Bere, mangiare… Scrivere

PrugneConPancetta1Voglia di prugne con la pancetta croccante, come dei piccoli involtini, al centro la prugna secca snocciolata, intorno ci arrotoli la striscia di pancetta e la fermi con uno stecchino. Il compendio perfetto dei contrasti, dolce salato, morbido croccante, caldo freddo.Sono stuzzichini collaudati da lungo tempo, li facevo quando ero ancora sposato, tutte le volte che mia moglie invitava i suoi amici a cena. Sapevo che non piacevano a nessuno, così come io non piacevo molto agli amici di mia moglie, e la bilancia era pari. Gli amici chiacchieravano e si scambiavano gridolini, io mangiavo le mie prugne con la pancetta croccante e mi scolavo pure un paio di bicchieri di vino rosso.

Stanotte non resisto, ne preparo una decina allineate sulla piastra, pronte per l’aggressione veloce del grill che in tre minuti le renderà fragranti e scottanti. Credo che le mangerò tutte, poi ditemi qualsiasi cosa tanto non vi ascolto, qui in casa mia faccio quello che voglio. Dormo mangio guardo la tv, poi mangio di nuovo. Queste prugne con la pancetta croccante non me le voglio fare scappare, ci ho speso anche del tempo per trovare le prugne adatte, non quelle snocciolate della California tutte appiccicose di sciroppo di glucosio, le migliori si comprano nel negozio di alimentari marocchino vicino alla stazione, asciugate al sole mediterraneo, non importa se hanno il nocciolo, toglierlo è una penitenza, ma sono più compatte e consistenti. Basta. Apro il forno, metto dentro, e fra tre minuti tiro fuori gli stuzzichini caldi caldi, un profumo che tutti gli amici di mia moglie arricciavano il naso e cercavano il divano. Intanto che sfrigolano, apro una bottiglia di sirah, ne bevo solo un bicchiere, non devo esagerare.

 Toc toc, mi è sembrato di sentire bussare, toc toc toc, come di nocche sul vetro, ma da dove proviene, dal forno? Forse il calore ha risvegliato la pancetta che vuole esprimere la sua gratitudine per essere stata scelta fra tante altre al banco salumeria? In effetti stamattina era ancora tesa, adesso si sta sciogliendo.Ascolti, signora pancetta, non c’è bisogno di ringraziarmi, è una cosa così normale per me, lo faccio con piacere, di mangiarla. Stia buona lì, intorno alla sua prugna secca, che avrà modo di esprimere i suoi ringraziamenti più tardi, nel piatto, e insieme a lei ci sarà il norcino e l’enologo e il contadino, tutta un’allegra compagnia. Anzi, già che ci siamo, apparecchio anche per loro.

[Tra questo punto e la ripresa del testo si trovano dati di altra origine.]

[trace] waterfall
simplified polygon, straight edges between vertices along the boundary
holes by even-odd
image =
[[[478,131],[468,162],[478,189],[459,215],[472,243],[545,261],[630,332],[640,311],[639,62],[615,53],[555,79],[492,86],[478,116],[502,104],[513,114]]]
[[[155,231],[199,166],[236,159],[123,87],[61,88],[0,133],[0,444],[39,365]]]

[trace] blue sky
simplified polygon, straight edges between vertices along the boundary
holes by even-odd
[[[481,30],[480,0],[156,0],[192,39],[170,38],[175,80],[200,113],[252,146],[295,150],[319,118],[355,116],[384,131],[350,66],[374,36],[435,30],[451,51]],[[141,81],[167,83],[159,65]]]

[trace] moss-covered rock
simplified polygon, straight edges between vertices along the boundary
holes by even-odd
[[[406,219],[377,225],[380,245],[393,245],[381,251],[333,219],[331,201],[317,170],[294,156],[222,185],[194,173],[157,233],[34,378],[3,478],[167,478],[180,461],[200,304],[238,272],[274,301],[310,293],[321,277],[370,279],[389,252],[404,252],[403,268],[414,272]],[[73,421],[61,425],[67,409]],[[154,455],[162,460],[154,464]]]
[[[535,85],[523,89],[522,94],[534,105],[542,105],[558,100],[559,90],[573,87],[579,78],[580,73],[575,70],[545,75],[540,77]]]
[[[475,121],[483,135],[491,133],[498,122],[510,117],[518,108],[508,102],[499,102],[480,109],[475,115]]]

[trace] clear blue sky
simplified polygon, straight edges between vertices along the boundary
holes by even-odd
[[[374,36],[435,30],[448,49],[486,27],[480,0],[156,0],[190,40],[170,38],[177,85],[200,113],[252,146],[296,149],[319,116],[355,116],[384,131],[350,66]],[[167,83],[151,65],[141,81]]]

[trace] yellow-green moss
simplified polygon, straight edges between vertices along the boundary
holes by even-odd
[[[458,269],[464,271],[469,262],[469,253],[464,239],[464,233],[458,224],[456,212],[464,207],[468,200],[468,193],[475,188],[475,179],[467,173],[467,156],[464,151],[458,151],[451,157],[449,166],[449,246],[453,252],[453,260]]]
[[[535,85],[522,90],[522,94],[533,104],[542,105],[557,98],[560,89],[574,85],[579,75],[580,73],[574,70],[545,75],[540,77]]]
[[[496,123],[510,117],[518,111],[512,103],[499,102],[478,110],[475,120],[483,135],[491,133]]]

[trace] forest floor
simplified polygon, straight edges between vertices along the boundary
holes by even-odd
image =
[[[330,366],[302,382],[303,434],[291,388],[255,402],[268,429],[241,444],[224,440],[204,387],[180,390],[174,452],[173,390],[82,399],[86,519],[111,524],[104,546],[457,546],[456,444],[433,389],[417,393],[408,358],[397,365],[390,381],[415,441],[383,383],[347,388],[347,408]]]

Mi giro a prendere delle altre forchette, poi mi rendo conto che mi sto prendendo in giro, nessun maiale sarebbe contento di essere mangiato da me, né sotto forma di pancetta croccante, né di salsicce o altri insaccati succulenti. Si ritroverebbe in un posto di merda, un postaccio buio affollato da parti di animali e altre cose, dove tutti si scambiano gomitate involontarie e bestemmie e stridore di denti. Una discarica dove si sono ammassati per anni i miei peccati di gola, dove convivono formaggi semistagionati e sovracosce di tacchino, pere williams e pane e panelle, verdure gratinate e crema pasticcera, salsicce lunghe col finocchietto e anacardi tostati salati. Tutto il cibo ingurgitato in cinquant’anni è lì a ricordarmi che lo spazio disponibile non è illimitato, già siamo al livello di guardia. Quando il cibo avrà riempito la pancia, strariperà per trovare sfogo nei canali secondari, s’incuneerà nel sistema nervoso, risalirà fino al cervello, prenderà possesso delle sinapsi e allora ci sarà da ridere.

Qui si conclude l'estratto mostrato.